Yicheng Ma
Master's student in Machine Learning at Nanyang Technological University.
B.Eng. in Optoelectronic Information Engineering, Zhejiang University.
My research focuses on robot learning for manipulation, with a particular interest in data-efficient robot learning methods. Previously, I conducted research at the Grasp Lab at Zhejiang University, where I worked on robotic perception and grasping. I am currently exploring PhD opportunities in robot learning and manipulation and welcome inquiries via email.
Research Interests
Publications
(* equal contribution, † corresponding author)

FD-VLA: Force-Distilled Vision-Language-Action Model for Contact-Rich Manipulation
International Conference on Robotics and Automation (ICRA) Accepted
Abstract
Force sensing is a crucial modality for Vision-Language-Action (VLA) frameworks, as it enables fine-grained perception and dexterous manipulation in contact-rich tasks. We present Force-Distilled VLA (FD-VLA), a novel framework that integrates force awareness into contact-rich manipulation without relying on physical force sensors. The core of our approach is a Force Distillation Module (FDM), which distills force by mapping a learnable query token, conditioned on visual observations and robot states, into a predicted force token aligned with the latent representation of actual force signals. During inference, this distilled force token is injected into the pretrained VLM, enabling force-aware reasoning while preserving the integrity of its vision-language semantics. This design provides two key benefits: first, it allows practical deployment across a wide range of robots that lack expensive or fragile force-torque sensors, thereby reducing hardware cost and complexity; second, the FDM introduces an additional force-vision-state fusion prior to the VLM, which improves cross-modal alignment and enhances perception-action robustness in contact-rich scenarios. Surprisingly, our physical experiments show that the distilled force token outperforms direct sensor force measurements as well as other baselines, which highlights the effectiveness of this force-distilled VLA approach.

Construction of Bin-picking System for Logistic Application: A Hybrid Robotic Gripper and Vision-based Grasp Planning
IEEE Robotics and Automation Letters (RA-L) Accepted
Abstract
An autonomous bin-picking system for grasping various cluttered packages can significantly benefit logistics by reducing manual labor and streamlining processing. We propose a bin-picking system that includes a novel multi-mode hybrid gripper combining suction and pinch, and a corresponding vision-based grasp planning strategy based on unseen object instance segmentation. The system was evaluated in simulation achieving a 71.4% success rate, compared to suction (53.9%) and Hand-E (39.3%). Real-world experiments further validated its practicality in logistics scenarios.

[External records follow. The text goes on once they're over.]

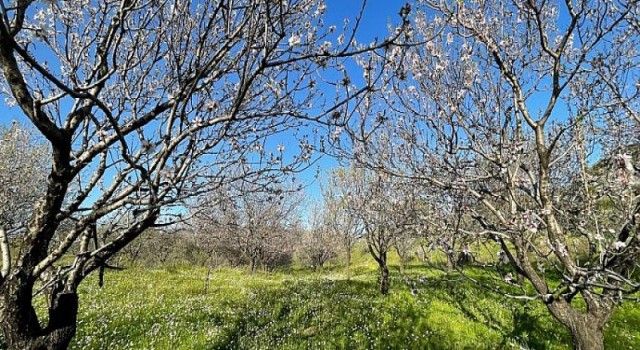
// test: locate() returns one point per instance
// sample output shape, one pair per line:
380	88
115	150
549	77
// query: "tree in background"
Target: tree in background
512	103
318	243
386	211
248	225
146	104
343	221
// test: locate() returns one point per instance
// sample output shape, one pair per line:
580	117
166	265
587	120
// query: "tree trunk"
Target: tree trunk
384	278
587	329
348	268
20	324
451	261
587	335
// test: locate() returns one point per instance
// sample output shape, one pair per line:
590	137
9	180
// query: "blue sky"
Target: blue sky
378	14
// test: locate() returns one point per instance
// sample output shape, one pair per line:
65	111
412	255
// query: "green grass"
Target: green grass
296	309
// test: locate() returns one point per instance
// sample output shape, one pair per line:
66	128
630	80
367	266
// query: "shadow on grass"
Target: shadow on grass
342	314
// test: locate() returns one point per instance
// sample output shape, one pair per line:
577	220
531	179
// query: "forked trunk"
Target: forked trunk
587	329
348	268
384	279
587	335
20	324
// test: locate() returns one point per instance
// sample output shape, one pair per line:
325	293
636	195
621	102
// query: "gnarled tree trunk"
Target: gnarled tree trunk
19	322
587	328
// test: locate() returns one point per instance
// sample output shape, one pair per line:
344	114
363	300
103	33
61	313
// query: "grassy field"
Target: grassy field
169	309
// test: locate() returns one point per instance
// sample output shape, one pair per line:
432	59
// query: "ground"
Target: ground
174	308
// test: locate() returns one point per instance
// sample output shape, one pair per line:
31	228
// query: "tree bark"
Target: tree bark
348	267
19	321
384	279
587	335
587	329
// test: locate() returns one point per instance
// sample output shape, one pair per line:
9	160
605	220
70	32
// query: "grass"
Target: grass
296	309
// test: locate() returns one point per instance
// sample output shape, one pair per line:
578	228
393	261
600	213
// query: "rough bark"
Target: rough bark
20	325
384	278
587	328
348	267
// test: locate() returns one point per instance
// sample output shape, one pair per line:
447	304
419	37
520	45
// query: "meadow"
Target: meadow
186	307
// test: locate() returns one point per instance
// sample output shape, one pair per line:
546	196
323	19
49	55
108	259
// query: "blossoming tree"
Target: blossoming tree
146	104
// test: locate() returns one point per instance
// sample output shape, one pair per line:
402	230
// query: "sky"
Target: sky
374	24
378	14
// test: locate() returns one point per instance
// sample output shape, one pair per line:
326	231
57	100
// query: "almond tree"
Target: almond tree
145	104
385	209
318	242
344	223
247	224
23	172
513	102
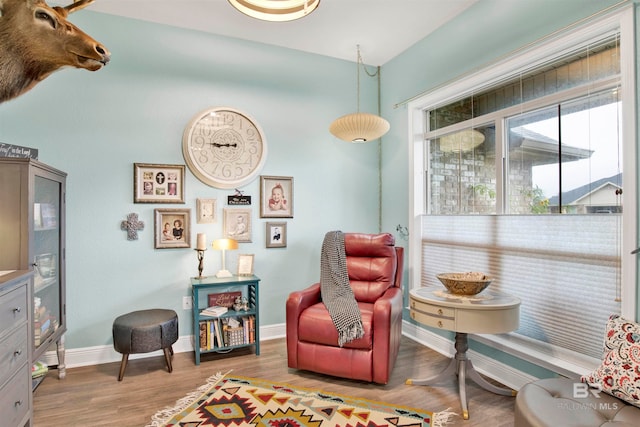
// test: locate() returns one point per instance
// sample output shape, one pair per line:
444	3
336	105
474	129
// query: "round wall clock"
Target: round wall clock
224	148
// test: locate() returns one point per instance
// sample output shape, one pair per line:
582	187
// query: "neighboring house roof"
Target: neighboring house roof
542	150
585	194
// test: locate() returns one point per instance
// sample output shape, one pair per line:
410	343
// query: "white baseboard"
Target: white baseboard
501	372
505	374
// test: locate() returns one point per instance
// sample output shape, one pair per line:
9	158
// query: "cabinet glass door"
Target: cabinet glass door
46	258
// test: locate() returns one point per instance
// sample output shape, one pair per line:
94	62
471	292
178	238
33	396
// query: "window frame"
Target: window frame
532	55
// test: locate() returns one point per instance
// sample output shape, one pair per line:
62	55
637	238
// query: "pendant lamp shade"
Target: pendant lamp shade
359	127
275	10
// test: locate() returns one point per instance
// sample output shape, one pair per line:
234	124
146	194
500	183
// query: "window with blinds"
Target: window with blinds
564	268
522	179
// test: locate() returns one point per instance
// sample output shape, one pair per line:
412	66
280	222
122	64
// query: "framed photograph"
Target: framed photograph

Gaussian Spotlight: Enhancing Visuomotor Policy Learning via Latent Spatial Keypoint Embedding
IEEE Robotics and Automation Letters (RA-L) Submitted
Abstract
Generative visuomotor policies rely heavily on the conditioning representation to guide the synthesis of accurate and stable control sequences. Yet, standard visual encoders produce high-dimensional embeddings that often lose fine-grained spatial information while retaining substantial redundancy. To address this bottleneck, we propose Gaussian Spotlight, designed to construct a latent spatial keypoint embedding that serves as a more precise and manipulation-aware conditioning signal. Gaussian Spotlight first generates a state-conditioned anisotropic Gaussian Attention Field that selectively amplifies spatial regions critical for interaction. It then transforms these enhanced regions into implicit, latent keypoint embeddings via an attention-guided skip-layer aggregation pathway. Extensive experiments across diverse real-world manipulation tasks and simulation benchmarks demonstrate that Gaussian Spotlight consistently enhances policy performance.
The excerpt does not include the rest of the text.